Fantástico, which rolled out in June by multicultural marketing and promotions firm Schramm Marketing Group, will be rolling out an extensive out-of-home and experiential marketing campaign in parts of New York City next week.

The effort aims to promote Fantástico as a free, hyper-local Spanish-language portal providing users an alternative to platforms such as Ticketmaster, which are geared toward users who are comfortable with searching for events and making purchases in English.

Strategically placed advertisements will appear on select New York City Subway platforms, based on Hispanic population data, and on the No. 7 line, which connects Midtown Manhattan to Flushing, Queens and travels through what is now a heavily first-generation Hispanic borough. In recent years, Bud Light advertisements on the train line appeared in Spanish. Roosevelt Avenue, a major transit junction just south of LaGuardia Airport, is now heavily populated with Mexicans from Puebla state, in addition to Central Americans. The No. 7 line also travels to Citi Field, home of the New York Mets, and the tennis facilities used for the U.S. Open.

The subway ads will be accompanied by digital advertisements in key Hispanic media; specific platforms were not disclosed by Fantástico.

Street teams will also be employed to target Hispanic consumers and show them how the Fantástico platform works. These individuals are set to be deployed for New York Cosmos home matches at Hofstra University’s James M. Shuart Stadium, and at select Hispanic cultural and sporting events across the Tri-State area.

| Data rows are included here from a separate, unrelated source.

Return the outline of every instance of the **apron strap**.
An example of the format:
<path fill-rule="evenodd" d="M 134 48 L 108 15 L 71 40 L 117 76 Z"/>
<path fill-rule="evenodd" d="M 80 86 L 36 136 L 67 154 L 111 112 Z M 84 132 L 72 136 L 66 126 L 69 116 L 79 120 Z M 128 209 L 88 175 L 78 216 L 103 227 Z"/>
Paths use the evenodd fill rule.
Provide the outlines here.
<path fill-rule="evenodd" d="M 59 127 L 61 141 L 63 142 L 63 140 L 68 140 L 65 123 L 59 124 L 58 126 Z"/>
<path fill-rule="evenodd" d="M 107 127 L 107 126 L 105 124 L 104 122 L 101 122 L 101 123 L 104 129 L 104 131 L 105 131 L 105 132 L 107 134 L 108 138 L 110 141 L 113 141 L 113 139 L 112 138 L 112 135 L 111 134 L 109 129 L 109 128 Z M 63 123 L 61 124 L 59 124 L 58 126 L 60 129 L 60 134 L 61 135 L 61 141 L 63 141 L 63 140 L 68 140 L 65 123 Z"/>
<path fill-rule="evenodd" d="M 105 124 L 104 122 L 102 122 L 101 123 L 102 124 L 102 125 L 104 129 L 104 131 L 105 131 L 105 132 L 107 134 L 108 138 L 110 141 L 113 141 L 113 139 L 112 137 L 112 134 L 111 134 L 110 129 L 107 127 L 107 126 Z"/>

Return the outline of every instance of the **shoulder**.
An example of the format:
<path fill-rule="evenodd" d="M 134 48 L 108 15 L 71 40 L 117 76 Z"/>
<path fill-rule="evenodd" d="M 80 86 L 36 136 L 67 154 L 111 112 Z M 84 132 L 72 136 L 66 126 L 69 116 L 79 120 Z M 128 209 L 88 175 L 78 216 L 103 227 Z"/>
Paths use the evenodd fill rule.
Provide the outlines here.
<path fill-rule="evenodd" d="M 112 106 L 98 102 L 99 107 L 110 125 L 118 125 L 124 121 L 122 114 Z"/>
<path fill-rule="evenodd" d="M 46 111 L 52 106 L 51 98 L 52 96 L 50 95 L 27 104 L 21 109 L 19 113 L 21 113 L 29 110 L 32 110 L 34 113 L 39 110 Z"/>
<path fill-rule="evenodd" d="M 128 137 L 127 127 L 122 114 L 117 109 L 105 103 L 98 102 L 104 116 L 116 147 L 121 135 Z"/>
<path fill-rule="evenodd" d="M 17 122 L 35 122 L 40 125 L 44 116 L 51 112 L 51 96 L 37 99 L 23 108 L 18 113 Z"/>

The Fantástico platform—www.Fantastico.nyc—is advertiser-supported, and advertising currently features a contest with weekly prizes of tickets to popular events.

“Our strategy is to communicate Fantástico’s message in places where our consumers are most likely to have a smartphone in their hand,” said Joe Schramm, founder of Schramm Marketing Group. “The campaign was designed to reach sports and entertainment fans where they live, work and commute and in their native language.”

Despite research that shows a diminishing number of Hispanics who only read Spanish, Fantástico does not have an English-language platform. As Schramm Marketing Group explains, Fantástico is designed to serve Spanish-dominant ticket buyers who have had to resort to waiting in line at a box office or in a local ‘tienda’ retailer to get tickets to an event.

Furthermore, Schramm Marketing Group claims Hispanic consumers contribute to a high drop-off rate in ticket transactions once they reach the English-only checkout page of all other ticket sites.

In comments made exclusively to Hispanic Market Overview, Schramm said, “There are a number of reasons for a Spanish-only site, but the most compelling is that there is a true business opportunity here to serve a consumer segment that is currently unserved by the leading online ticket retailers.”

He added, “Our years of experience in promoting ticket sales to Spanish-speaking Latinos showed us that there is a significant portion of ticket buyers who are uncomfortable making an online ticket transaction in English.  So, Spanish speakers must resort to buying tickets at the box office or from a local walk-in retailer. It is not very convenient, and denies them an equal opportunity to get the better choice of seats when tickets first go on sale.

“On the other hand, Bilingual Latinos who are comfortable with English have a wide variety of English-language options for online ticket transactions,” Schramm noted. “So, to have developed a bilingual site would have increased the number of competitors as well as the cost for marketing in two languages when, in fact, our core target provides us with enough potential customers to sustain a profitable business.  We simply looked at Spanish-language TV, radio and print media as a barometer of our potential success.”